A temporary artwork at The Arcades Project, 70 Kilmore St presented by FESTA from 28 July – 14 September 2014

I Like Your Form by artist Lonnie Hutchinson responds to FESTA’s invitation to intervene in The Arcades Project, temporarily transforming this landmark work of transitional architecture. The work, a giant hinaki or eel trap 50 metres long, shifts and expands not only the Arcades but the entire site. It brings to the forefront traditions, uses and cultural significance that might otherwise be overlooked in the hectic daily construction and repair activity that now marks the central city. We invite you to pause and absorb its pleasing form with the hope that it sparks conversation.

I Like Your Form

Kā Pakihi Whakatekateka o Waitaha
The plains where the Waitaha strutted proudly
- Rākaihautū and Rakihouia, Waitaha

This Ngāi Tahu pepeha can be seen as something of a tribal boast as it reflects Waitaha’s original delight in deciding on their first South Island home. Today it is used to link Canterbury Ngāi Tahu with their earlier Waitaha ancestors. The pepeha is attributed to founding Waitaha tūpuna Rākaihautū and Rakihouia.

Pepeha are customary forms of spoken expression. They often embody tribal histories of settlement, tribal migrations, whakapapa/genealogy or allude to the deeds of ancestors. They can be cited as codes for living, as insight into Ngāi Tahu perspectives of the world or as landmarks that anchor the past and reach to the future.

I have used the ‘landmark’ Kā Pakihi Whakatekateka o Waitaha pepeha for this project, distilling the pepeha’s essential meaning and reimagining it in a visual form.

The intervention of kupenga/net artwork I Like Your Form in the Arcades draws from the form of traditional Māori fishing kupenga/nets and hinaki/eel traps that were used to catch inaka/white bait and tuna/eels in the Ōtākaro/Avon River.

The Ōtākaro/Avon River plays a unique role in the traditional economy and culture of Ngāi Tahu. The most direct physical relationship that Ngāi Tahu have with water involves the protection, harvesting, and management of mahinga kai.
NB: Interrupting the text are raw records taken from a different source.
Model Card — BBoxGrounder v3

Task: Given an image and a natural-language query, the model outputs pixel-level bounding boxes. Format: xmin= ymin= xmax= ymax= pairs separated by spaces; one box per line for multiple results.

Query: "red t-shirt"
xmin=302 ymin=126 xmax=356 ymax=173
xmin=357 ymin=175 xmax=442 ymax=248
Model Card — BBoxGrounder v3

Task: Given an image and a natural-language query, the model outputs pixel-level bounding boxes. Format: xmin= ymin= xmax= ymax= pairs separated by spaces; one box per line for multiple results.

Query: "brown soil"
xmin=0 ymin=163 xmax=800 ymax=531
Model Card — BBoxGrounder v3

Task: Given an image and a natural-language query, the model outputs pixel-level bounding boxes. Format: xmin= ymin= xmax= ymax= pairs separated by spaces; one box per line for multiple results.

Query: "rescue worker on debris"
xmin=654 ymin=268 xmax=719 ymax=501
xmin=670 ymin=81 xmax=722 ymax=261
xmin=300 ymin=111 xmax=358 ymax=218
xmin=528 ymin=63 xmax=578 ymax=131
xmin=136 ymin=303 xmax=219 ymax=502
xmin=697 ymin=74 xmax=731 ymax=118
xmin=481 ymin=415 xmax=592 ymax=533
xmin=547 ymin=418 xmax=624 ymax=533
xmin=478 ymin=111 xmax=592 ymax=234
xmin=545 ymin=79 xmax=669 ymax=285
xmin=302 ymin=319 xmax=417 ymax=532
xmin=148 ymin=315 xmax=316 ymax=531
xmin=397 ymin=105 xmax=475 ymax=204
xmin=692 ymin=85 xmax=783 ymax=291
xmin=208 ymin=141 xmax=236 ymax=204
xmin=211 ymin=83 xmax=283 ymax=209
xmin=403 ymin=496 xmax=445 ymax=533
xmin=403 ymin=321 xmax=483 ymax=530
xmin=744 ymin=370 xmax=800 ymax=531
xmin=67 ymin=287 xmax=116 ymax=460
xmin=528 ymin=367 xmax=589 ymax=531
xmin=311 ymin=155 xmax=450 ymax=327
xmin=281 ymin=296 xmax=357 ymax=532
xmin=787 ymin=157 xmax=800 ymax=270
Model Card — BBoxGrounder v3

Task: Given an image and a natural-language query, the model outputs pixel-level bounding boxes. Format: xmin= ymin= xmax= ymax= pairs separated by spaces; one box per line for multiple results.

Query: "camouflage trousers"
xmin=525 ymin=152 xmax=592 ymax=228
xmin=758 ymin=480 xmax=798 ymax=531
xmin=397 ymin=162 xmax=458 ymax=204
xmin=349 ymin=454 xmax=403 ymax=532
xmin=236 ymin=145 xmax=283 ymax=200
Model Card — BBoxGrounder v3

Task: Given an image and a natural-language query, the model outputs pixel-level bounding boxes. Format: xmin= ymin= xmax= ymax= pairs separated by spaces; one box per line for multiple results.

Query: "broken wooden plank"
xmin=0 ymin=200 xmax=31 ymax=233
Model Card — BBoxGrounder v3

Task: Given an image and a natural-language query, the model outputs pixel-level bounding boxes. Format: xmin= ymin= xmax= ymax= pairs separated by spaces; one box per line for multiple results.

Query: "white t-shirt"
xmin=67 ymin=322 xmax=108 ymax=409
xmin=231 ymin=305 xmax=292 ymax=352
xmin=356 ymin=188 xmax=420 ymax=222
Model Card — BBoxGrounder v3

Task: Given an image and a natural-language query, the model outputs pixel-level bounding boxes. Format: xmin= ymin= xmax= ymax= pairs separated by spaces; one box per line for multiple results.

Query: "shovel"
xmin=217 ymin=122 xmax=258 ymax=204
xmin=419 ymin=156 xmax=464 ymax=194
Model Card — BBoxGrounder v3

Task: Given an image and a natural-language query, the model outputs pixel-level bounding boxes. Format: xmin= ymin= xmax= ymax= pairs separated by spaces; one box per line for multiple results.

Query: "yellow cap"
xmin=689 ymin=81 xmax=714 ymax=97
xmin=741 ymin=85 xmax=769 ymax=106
The term “mahinga kai” refers to natural resources and the area in which they are found. It includes the way resources are gathered, the places they are gathered from, and the resources themselves, for example, fish such as tuna/eel and inaka/whitebait, and materials such as harakeke. The Ōtākaro/Avon River was highly regarded as mahinga kai by Māori living around or near what is now the Christchurch area. The intervention of the kupenga/net tensioned between the two sets of arcades is a reclaiming of ‘site’ that is of significance to Ngāi Tahu. I Like Your Form acknowledges and celebrates the Ngāi Tahu Claims Settlement Act 1998 and in particular customary fishing and management rights.

I named this artwork I Like Your Form because I am very fond of traditional hinaki forms and I like the complimentary nature of this phrase.

Lonnie Hutchinson, July 2014

 

Lonnie Hutchinson

Informed by the cultural riches of her Polynesian heritage (Māori – Ngāi Tahu, Samoan), Lonnie Hutchinson is a multi media and installation artist who exhibits in New Zealand.

Drawing lies at the base of Hutchinson’s practice, which is influenced by contemporary culture and Polynesian aesthetics and art forms. Recent public commissions include All that you breathe (Victoria University), Te Waharoa ki te ao Mārama (Hamilton Lake) and Honoa ki te hono Tawhiti (Auckland Art Gallery).

Lonnie’s work can be found in The Auckland Art Gallery Toi o Tamaki, The Christchurch Art Gallery Te Puna O Waiwhetu, the Hocken Library Dunedin, the Queensland Art Gallery, the National Gallery of Australia, The Chartwell Collection and in private collections throughout New Zealand and abroad.